Как ненавижу я свою легкость! Другому не могут дать что-то немедленно — он уходит в ярости, хлопнув дверью, а мне надменно и рассеянно обещают что-то, может быть, года через два — и я выхожу абсолютно счастливый, мелко кланяясь, глубоко и проникновенно понимая все трудности того, кто не может мне сейчас ничего дать: «Конечно, конечно!..» Какой удачей я считал свой легкий характер раньше — и как я ненавижу его теперь, когда четко и безжалостно оказываюсь вытесненным на периферию людьми мрачными и тяжелыми. Но уже нет сил не улыбаться, когда отталкивают тебя — маска легкости уже приросла! — это тем более обидно, что никакой легкости нет, есть тонкая блестящая паутинка над бездной, на которой я балансирую, как паучок — а зачем? — по всем делам мне давно уже положено упасть, но я не упаду, буду улыбаться, пока останется хоть один зуб, говорить: «Ничего, ничего! Огромное вам спасибо!» и «Когда перезвонить? Двадцать шестого?.. Ах, двадцать восьмого?.. Тридцать девятого?! Все понял! До свидания!»

…Это человек легкий, с ним можно не церемониться — он зайдет и тридцать девятого, ну и что из того, что такого числа нет,— он человек легкий, он согласился!

С такими мыслями я шел к даче. Только глубокой осенью за городом понимаешь истину: как мало на земле света и как много тьмы! Это мысль тяжелая, мы боимся ее, слетаемся на свет фонаря, как мошкара, пытаемся внушить себе, что это еще день, хотя день наш давно уже прошел,— и я не выдержу и завтра же, наверное, полечу к какому-нибудь фонарю, чтобы поскорей забыть то печальное, что понял я, побывав в темноте, и язык мой, празднословный и лукавый, который я никак не решусь вырвать, снова начнет обманывать всех, и в первую очередь — меня самого.

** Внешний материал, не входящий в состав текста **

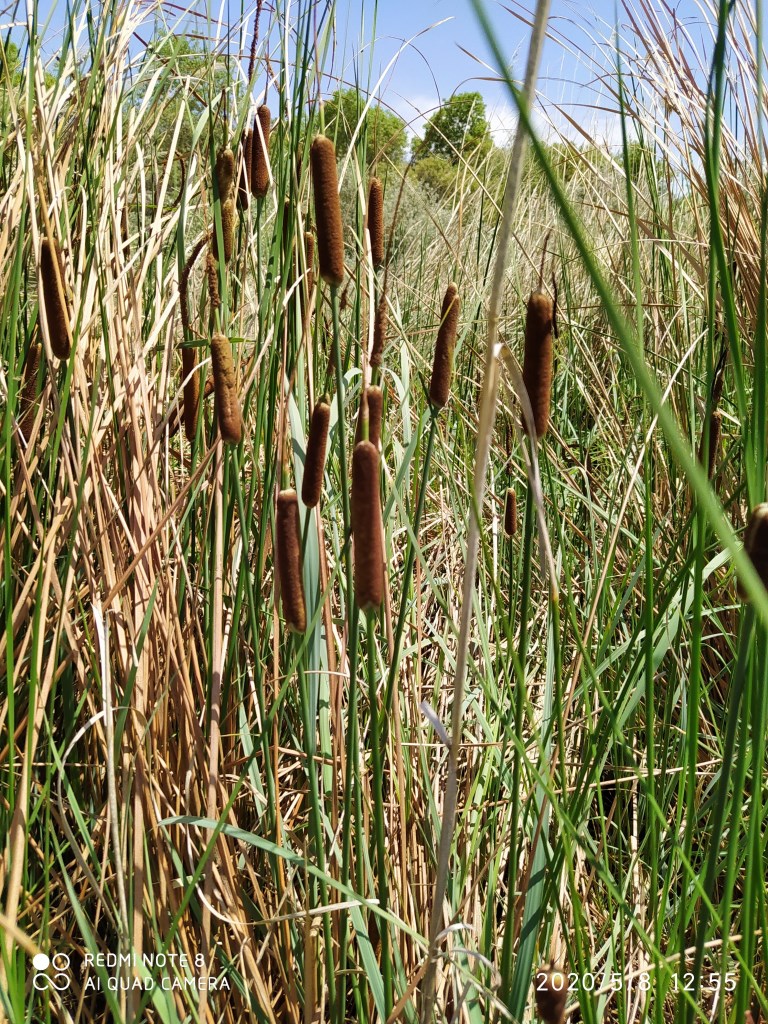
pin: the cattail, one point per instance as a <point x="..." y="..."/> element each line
<point x="715" y="430"/>
<point x="244" y="182"/>
<point x="442" y="366"/>
<point x="327" y="210"/>
<point x="314" y="462"/>
<point x="551" y="992"/>
<point x="288" y="534"/>
<point x="225" y="386"/>
<point x="510" y="513"/>
<point x="537" y="368"/>
<point x="756" y="544"/>
<point x="27" y="401"/>
<point x="260" y="153"/>
<point x="367" y="526"/>
<point x="380" y="332"/>
<point x="376" y="220"/>
<point x="373" y="403"/>
<point x="56" y="312"/>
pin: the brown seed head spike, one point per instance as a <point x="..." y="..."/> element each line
<point x="442" y="366"/>
<point x="327" y="210"/>
<point x="314" y="463"/>
<point x="225" y="386"/>
<point x="380" y="332"/>
<point x="260" y="153"/>
<point x="537" y="367"/>
<point x="244" y="182"/>
<point x="56" y="313"/>
<point x="756" y="544"/>
<point x="551" y="988"/>
<point x="367" y="527"/>
<point x="510" y="513"/>
<point x="376" y="220"/>
<point x="288" y="532"/>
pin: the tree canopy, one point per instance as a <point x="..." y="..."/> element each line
<point x="385" y="131"/>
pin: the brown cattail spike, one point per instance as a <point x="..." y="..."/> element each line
<point x="756" y="544"/>
<point x="244" y="181"/>
<point x="376" y="220"/>
<point x="367" y="527"/>
<point x="314" y="462"/>
<point x="225" y="386"/>
<point x="551" y="987"/>
<point x="327" y="210"/>
<point x="537" y="368"/>
<point x="442" y="367"/>
<point x="27" y="402"/>
<point x="380" y="332"/>
<point x="260" y="153"/>
<point x="56" y="312"/>
<point x="289" y="561"/>
<point x="510" y="513"/>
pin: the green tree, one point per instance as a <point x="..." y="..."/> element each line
<point x="459" y="127"/>
<point x="385" y="132"/>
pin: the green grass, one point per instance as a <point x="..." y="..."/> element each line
<point x="179" y="774"/>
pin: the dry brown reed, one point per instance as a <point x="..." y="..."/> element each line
<point x="442" y="367"/>
<point x="327" y="210"/>
<point x="314" y="463"/>
<point x="260" y="152"/>
<point x="367" y="526"/>
<point x="510" y="513"/>
<point x="376" y="220"/>
<point x="56" y="311"/>
<point x="225" y="387"/>
<point x="537" y="369"/>
<point x="288" y="543"/>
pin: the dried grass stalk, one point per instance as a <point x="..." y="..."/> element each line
<point x="376" y="220"/>
<point x="442" y="367"/>
<point x="314" y="463"/>
<point x="260" y="153"/>
<point x="288" y="532"/>
<point x="225" y="387"/>
<point x="367" y="527"/>
<point x="537" y="369"/>
<point x="56" y="311"/>
<point x="327" y="210"/>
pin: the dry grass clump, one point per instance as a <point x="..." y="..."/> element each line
<point x="314" y="462"/>
<point x="288" y="543"/>
<point x="225" y="388"/>
<point x="260" y="152"/>
<point x="537" y="368"/>
<point x="442" y="367"/>
<point x="54" y="300"/>
<point x="327" y="211"/>
<point x="367" y="527"/>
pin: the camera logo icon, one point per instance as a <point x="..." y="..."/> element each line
<point x="58" y="979"/>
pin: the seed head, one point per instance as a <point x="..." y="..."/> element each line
<point x="376" y="220"/>
<point x="56" y="311"/>
<point x="442" y="366"/>
<point x="551" y="988"/>
<point x="244" y="181"/>
<point x="314" y="462"/>
<point x="288" y="532"/>
<point x="260" y="153"/>
<point x="510" y="513"/>
<point x="225" y="386"/>
<point x="537" y="368"/>
<point x="367" y="527"/>
<point x="327" y="210"/>
<point x="756" y="544"/>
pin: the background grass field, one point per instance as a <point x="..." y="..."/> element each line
<point x="178" y="773"/>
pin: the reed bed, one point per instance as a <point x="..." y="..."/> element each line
<point x="231" y="740"/>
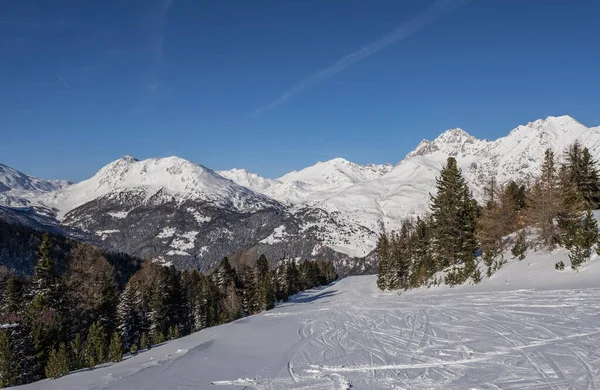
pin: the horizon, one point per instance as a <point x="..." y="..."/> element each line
<point x="233" y="85"/>
<point x="393" y="164"/>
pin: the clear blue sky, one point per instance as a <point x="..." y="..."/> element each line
<point x="85" y="82"/>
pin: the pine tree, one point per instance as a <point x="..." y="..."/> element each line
<point x="76" y="358"/>
<point x="58" y="362"/>
<point x="158" y="310"/>
<point x="128" y="312"/>
<point x="95" y="345"/>
<point x="453" y="217"/>
<point x="384" y="268"/>
<point x="8" y="370"/>
<point x="498" y="219"/>
<point x="11" y="304"/>
<point x="115" y="350"/>
<point x="517" y="194"/>
<point x="144" y="342"/>
<point x="545" y="202"/>
<point x="582" y="173"/>
<point x="107" y="309"/>
<point x="584" y="240"/>
<point x="46" y="309"/>
<point x="589" y="186"/>
<point x="423" y="266"/>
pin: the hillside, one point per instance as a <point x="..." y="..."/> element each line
<point x="183" y="213"/>
<point x="529" y="326"/>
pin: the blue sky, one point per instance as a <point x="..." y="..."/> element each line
<point x="83" y="83"/>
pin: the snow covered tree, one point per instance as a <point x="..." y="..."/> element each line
<point x="11" y="304"/>
<point x="422" y="264"/>
<point x="498" y="218"/>
<point x="144" y="344"/>
<point x="265" y="289"/>
<point x="115" y="350"/>
<point x="107" y="308"/>
<point x="95" y="345"/>
<point x="129" y="315"/>
<point x="545" y="202"/>
<point x="584" y="240"/>
<point x="384" y="266"/>
<point x="45" y="312"/>
<point x="158" y="310"/>
<point x="58" y="362"/>
<point x="76" y="353"/>
<point x="8" y="368"/>
<point x="453" y="218"/>
<point x="582" y="173"/>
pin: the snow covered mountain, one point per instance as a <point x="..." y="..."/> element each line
<point x="20" y="190"/>
<point x="185" y="213"/>
<point x="319" y="180"/>
<point x="157" y="180"/>
<point x="404" y="191"/>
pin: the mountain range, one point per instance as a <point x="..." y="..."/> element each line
<point x="176" y="211"/>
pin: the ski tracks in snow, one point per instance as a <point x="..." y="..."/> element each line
<point x="495" y="340"/>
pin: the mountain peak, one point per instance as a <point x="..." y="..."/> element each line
<point x="456" y="135"/>
<point x="129" y="158"/>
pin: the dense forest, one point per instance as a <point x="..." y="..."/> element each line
<point x="459" y="235"/>
<point x="90" y="312"/>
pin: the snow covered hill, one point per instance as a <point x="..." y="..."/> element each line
<point x="163" y="178"/>
<point x="179" y="211"/>
<point x="20" y="190"/>
<point x="316" y="181"/>
<point x="383" y="196"/>
<point x="528" y="327"/>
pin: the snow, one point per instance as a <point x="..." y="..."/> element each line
<point x="166" y="177"/>
<point x="119" y="214"/>
<point x="198" y="216"/>
<point x="103" y="233"/>
<point x="167" y="232"/>
<point x="20" y="190"/>
<point x="277" y="236"/>
<point x="529" y="326"/>
<point x="184" y="241"/>
<point x="359" y="200"/>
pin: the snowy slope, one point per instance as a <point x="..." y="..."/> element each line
<point x="529" y="326"/>
<point x="20" y="190"/>
<point x="404" y="191"/>
<point x="170" y="177"/>
<point x="313" y="182"/>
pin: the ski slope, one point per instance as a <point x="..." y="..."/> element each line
<point x="495" y="335"/>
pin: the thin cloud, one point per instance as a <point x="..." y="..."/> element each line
<point x="431" y="14"/>
<point x="63" y="81"/>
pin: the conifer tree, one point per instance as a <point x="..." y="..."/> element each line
<point x="545" y="202"/>
<point x="423" y="266"/>
<point x="384" y="268"/>
<point x="453" y="217"/>
<point x="584" y="240"/>
<point x="517" y="194"/>
<point x="8" y="371"/>
<point x="107" y="309"/>
<point x="76" y="358"/>
<point x="95" y="345"/>
<point x="129" y="315"/>
<point x="115" y="350"/>
<point x="144" y="344"/>
<point x="58" y="362"/>
<point x="11" y="304"/>
<point x="589" y="186"/>
<point x="46" y="308"/>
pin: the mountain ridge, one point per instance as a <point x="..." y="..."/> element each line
<point x="180" y="211"/>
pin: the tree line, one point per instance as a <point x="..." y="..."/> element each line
<point x="52" y="324"/>
<point x="459" y="234"/>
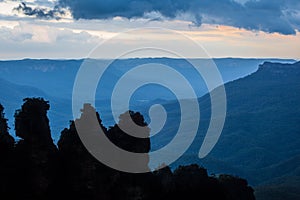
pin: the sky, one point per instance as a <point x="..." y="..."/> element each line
<point x="64" y="29"/>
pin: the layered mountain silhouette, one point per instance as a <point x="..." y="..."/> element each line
<point x="260" y="142"/>
<point x="34" y="168"/>
<point x="260" y="139"/>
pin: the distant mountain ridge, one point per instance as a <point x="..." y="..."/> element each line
<point x="261" y="136"/>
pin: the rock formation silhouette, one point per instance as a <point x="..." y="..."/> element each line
<point x="34" y="168"/>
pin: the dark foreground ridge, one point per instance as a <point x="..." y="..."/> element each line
<point x="35" y="168"/>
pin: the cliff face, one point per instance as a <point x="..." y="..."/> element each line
<point x="35" y="168"/>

Я вошел в темный дом, принюхался, положил замечательную свою добычу — клей «Момент» — в стакан возле умывальника, прошел в узкую комнату, потрогал жестяной цилиндр печки — еще теплится — и, не зажигая света, разделся и лег. Не надо света, слабого и обманного, пусть будет темнота!

Нет, никогда я не решусь обнаружить свою мрачность перед людьми — с детства был хорошо воспитан, часами со светлой улыбкой смотрел на абсолютно неподвижный поплавок, боясь своим недовольством обидеть — кого? Рыбу? Поплавок? Того, кто привел меня на это место и посадил? Абсолютно непонятно! Но я сидел и сидел. Так и теперь: ни в коем случае нельзя, чтобы кто-то догадался, что терпение мое кончилось, наоборот — улыбка, радостный тон: «Тридцать девятого? Договорились! Всего вам доброго! Кланяйтесь своим!»

Голова расходилась, никак уже не заснуть! Выпить, что ли, казенного? Под столом в коричневой бутылке с бумажкой, прижатой резинкою, плескалось немного спирта. На бумажке, помнится, написано карандашом «Проявитель», но в бутылке спирт — неделю назад я кинул туда горсточку рябины… Я нашел в темноте чашку, нагнул бутылку, нашел чашкою в темноте рот… Бр-р-р! Гадость! Может, спирт превратился в проявитель, согласно надписи? Но вскоре по разгоревшейся в холоде коже лица, по вспышке ликования (все отлично, ничего страшного, все живы, дела идут!) почувствовал — нет, нормальный спиртяга! Теперь бы подобрать уютный сон — последнее время на сны главная надежда, только вот на языке уж больно погано, все-таки он сделан не из стекла, как те линзы, на протирание которых в достаточном количестве отпускается этот спирт!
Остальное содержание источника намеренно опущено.